1. 509 U.S. 579 (1993).
2. 293 F. 1013 (D.C. Cir. 1923).
3. 293 F. at 1014.
4. 509 U.S. at 589.
5. 509 U.S. at 592-593 and n. 11.
6. 509 U.S. at 595, (quoting Weinstein, Rule 702 of the Federal Rules of Evidence is Sound; It Should Not Be Amended, 138 F.R.D. 631 (1991)).
7. Daubert, 509 U.S. at 593-94.
8. General Electric Co. v. Joiner, 522 U.S. 136, 146-147 (1997).
9. Kumho Tire Co. v. Carmichael, 526 U.S. 137 (1999).
10. Fed. R. Evid. 702.
11. 509 U.S. 592 n. 10.
12. 199 F.3d 158, 159 (3rd Cit. 2000).
13. 186 F.3d 412 (3rd Cir. 1999).
14. Magistrini v. One Hour Martinizing Dry Cleaning, 180 F. Supp. 2d 584, 596 n. 10 (D.N.J. 2002), aff'd, No. 02-2331, 2003 WL 21467223 (3rd Cir. June 25, 2003); Gibbs v. Gibbs, 210 F.3d 491 (5th Cir. 2000); Volk v. United States, 57 F. Supp. 2d 888 (N.D. Cal. 1999).
15. 35 F.3d 717, 739 (3rd Cir. 1994), cert. denied, 513 U.S. 1190 (1995).
16. 180 F. Supp. 2d at 597.
17. Calhoun v. Yamaha Motor Corp., 350 F.3d 316 (3rd Cir. 2003) at 321; Schneider v. Fried, 320 F.3d 396, 404 (3rd Cir. 2003).
18. Schneider, 320 F.3d at 404.
19. Holbrook v. Lykes Brothers Steamship Co., 80 F.3d 777, 782 (3rd Cir. 1996).
20. Yarchak v. Trek Bicycle Corp., 208 F. Supp. 2d 470, 494-95 (D.NJ. 2002).
21. Waldorf V. Shuta, 142 F.3d 601, 625 (3rd Cir. 1998).
22. Paoli, 35 F.3d at 741; Lithuanian Commerce Corp. v. Sara Lee Hosiery, 177 F.R.D. 245, 255 (D.N.J. 1997).
23. 816 F.2d 110, 114 (3rd Cir.), cert. denied, 484 U.S. 853 (1987).
24. 998 F. Supp. 478, 492-93 (D.N.J. 1998).
25. 350 F3d 316 (3rd Cir. 2003) at 322.
26. Paoli, 35 F.3d at 742.

27. Daubert, 509 U.S. at 592-95; Paoli, 35 F.3d at 742 n. 7; Magistrini, 180 F. Supp. 2d 584 (D.N.J. 2002).
28. 180 F. Supp. 2d at 594-595 (citations omitted).

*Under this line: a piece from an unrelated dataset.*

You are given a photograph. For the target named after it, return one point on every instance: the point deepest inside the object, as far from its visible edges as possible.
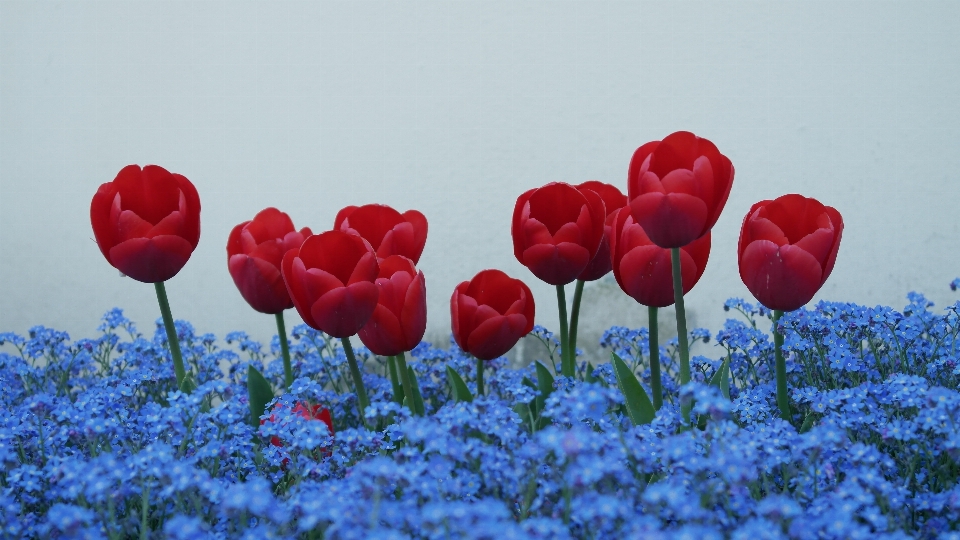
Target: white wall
(455, 108)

29. See, e.g., Magistrini, 180 F. Supp. 2d at 604-608 (finding expert opinion unreliable); Voilas v. General Motors Corp., 73 F. Supp. 2d 452, 460-63 (D.N.J. 1999) (finding expert opinion reliable).
30. 300 F.3d 325, 329-330 (3rd Cir. 2002).
31. Daubert, 509 U.S. at 595.
32. General Electric Co. v. Joiner, 522 U.S. at 145-146.
33. Yarchak v. Trek Bicycle Corp., 208 F. Supp. 2d 470, 495 (D.N.J. 2002).
34. Paoli, 35 F.3d at 743.
35. Yarchak, 208 F. Supp. 2d at 496; Magistrini, 180 F. Supp. 2d at 595.
36. 193 F.3d 613, 669-671 (3rd Cir. 1999).
37. 350 F.3d 316 (3rd Cir. 2003) at 324.